A quick word about splices and text splices. A splice is a monadic action of some sort. I don't particularly care for the details. This means that a splice can go to the database and fetch content, it can call your grandmother and ask for content – anything, it seems.
Often you just want to display some text you already know, and for that
there is a convenience function textSplice
which takes some text
and creates a monadic splice something value that just returns that text. This
pattern appears in many places: in the code I just showed, I use
runChildrenWithText
and not the regular
runChildrenWith
which lets you define more general splices to
include when you "run the children".
I'll also mention the difference between Splice n
and
Splices (Splice n)
. A regular Splice n
is just some Haskell code
that does something. Maybe it calls your grandmother or maybe it just returns
some pre-determined text. But! To be able to call it from a template, you need
to bind a name to it. This is done by extending the Heist object. Once you have
done
newHeistObject = bindSplice "callGM" callGrandMa heist
You can render a template with newHeistObect
and if you in that
template use the <callGM />
tag it will call your grandma.
Note how the tag name is different from the splice name (which is just a
regular Haskell value.)
Since it's common to want to bind many splices, there's a convenience method
bindSplices
which binds multiple splices in one go.

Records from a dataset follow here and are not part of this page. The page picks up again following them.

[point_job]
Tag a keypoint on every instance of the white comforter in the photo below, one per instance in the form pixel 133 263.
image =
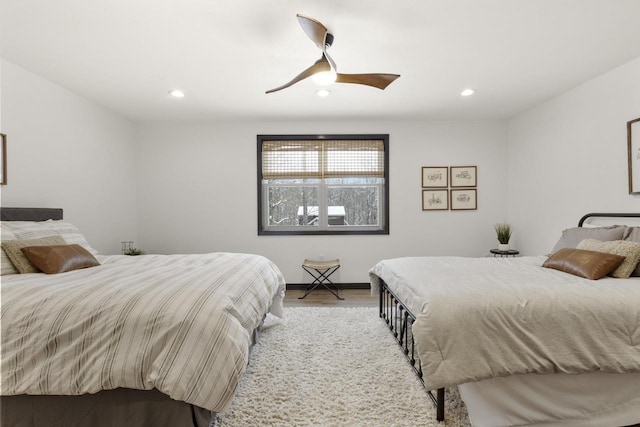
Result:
pixel 179 323
pixel 479 318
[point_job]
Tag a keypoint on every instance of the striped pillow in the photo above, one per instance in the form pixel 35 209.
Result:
pixel 35 230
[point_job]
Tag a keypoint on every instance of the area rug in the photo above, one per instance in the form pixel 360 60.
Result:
pixel 333 367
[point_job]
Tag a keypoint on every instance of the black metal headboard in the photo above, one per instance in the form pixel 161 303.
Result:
pixel 608 215
pixel 30 214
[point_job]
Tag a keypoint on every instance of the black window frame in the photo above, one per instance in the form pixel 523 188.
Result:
pixel 384 230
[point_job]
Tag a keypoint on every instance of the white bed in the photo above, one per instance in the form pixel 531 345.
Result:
pixel 526 345
pixel 180 325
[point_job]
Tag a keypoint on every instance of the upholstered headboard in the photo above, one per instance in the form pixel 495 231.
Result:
pixel 609 218
pixel 30 214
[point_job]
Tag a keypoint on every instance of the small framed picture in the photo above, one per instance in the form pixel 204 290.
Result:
pixel 464 199
pixel 464 176
pixel 435 176
pixel 435 200
pixel 633 143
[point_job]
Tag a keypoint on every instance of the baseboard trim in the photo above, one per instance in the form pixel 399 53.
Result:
pixel 296 286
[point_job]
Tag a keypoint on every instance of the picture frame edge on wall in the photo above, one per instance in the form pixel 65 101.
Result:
pixel 454 183
pixel 444 183
pixel 630 148
pixel 425 205
pixel 3 161
pixel 456 190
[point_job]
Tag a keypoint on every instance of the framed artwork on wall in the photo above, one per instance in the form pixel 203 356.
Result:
pixel 3 160
pixel 435 200
pixel 464 199
pixel 464 176
pixel 633 144
pixel 435 176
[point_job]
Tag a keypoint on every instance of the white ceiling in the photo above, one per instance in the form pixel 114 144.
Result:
pixel 127 54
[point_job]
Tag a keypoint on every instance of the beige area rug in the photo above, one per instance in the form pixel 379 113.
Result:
pixel 333 367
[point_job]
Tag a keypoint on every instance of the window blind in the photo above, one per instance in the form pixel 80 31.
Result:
pixel 322 159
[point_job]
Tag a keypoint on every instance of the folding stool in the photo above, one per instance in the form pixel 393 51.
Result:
pixel 320 271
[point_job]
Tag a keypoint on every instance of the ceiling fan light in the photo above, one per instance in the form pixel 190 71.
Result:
pixel 325 77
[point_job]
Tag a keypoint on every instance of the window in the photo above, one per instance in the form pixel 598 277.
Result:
pixel 323 184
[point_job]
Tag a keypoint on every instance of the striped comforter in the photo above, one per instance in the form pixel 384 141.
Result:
pixel 179 323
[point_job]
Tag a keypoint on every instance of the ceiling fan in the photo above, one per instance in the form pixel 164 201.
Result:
pixel 325 68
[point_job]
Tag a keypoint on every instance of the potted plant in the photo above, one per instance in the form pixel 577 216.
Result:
pixel 503 232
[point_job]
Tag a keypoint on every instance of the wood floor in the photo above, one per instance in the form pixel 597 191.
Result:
pixel 324 298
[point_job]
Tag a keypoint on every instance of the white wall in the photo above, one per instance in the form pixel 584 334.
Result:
pixel 198 193
pixel 65 151
pixel 568 157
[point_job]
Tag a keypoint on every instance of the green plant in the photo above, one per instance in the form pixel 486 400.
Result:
pixel 503 232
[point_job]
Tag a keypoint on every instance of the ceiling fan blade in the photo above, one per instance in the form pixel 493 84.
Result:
pixel 320 65
pixel 379 80
pixel 314 30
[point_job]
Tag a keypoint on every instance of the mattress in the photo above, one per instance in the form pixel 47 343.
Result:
pixel 181 324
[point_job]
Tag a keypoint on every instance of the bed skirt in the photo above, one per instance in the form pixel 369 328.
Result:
pixel 124 407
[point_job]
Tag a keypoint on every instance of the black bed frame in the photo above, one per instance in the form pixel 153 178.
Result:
pixel 400 320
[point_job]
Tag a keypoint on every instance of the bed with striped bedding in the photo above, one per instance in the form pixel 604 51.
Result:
pixel 181 324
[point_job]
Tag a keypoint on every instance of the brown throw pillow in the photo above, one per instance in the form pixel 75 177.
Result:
pixel 20 262
pixel 629 250
pixel 59 258
pixel 588 264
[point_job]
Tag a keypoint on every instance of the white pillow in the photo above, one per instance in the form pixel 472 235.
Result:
pixel 23 230
pixel 6 267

To use it, you
need to give it a Splices (Splice n)
value. That value contains
multiple splices and their tag names. The easiest way to construct
such a value is through the do
notation provided. You saw me use
it in the previous code sample. The double-hashes connect a tag name to a
splice. In my case it was text splices, but it can be any splice really.
Conclusion
In the end, though, I'm happy with my technology choices. Turtle is really convenient. Attoparsec is good and fun to use. Heist does its job really well once you understand how it works.
This is why I can only laugh when people perpetuate the myth that Haskell is only for academia, or that it's not good for making real programs solving real problems. That might have been true 10 or 20 years ago, actually, but far from true these days. In fact, when I'm working in other languages I often find myself thinking, "If only I had access to Haskell library so-and-so now. That'd make my life so much easier."
Luckily, the world-class libraries that started with Haskell are slowly seeping out into other languages. Parser combinators and Parsec clones of varying degrees of quality are available for other langauges. Property testing libraries like QuickCheck have been ported as well.
But when I want something newer that's not been ported yet (like lenses), or I want to know it's well built, back to Haskell I go. Haskell has a knack for being the first to get good libraries.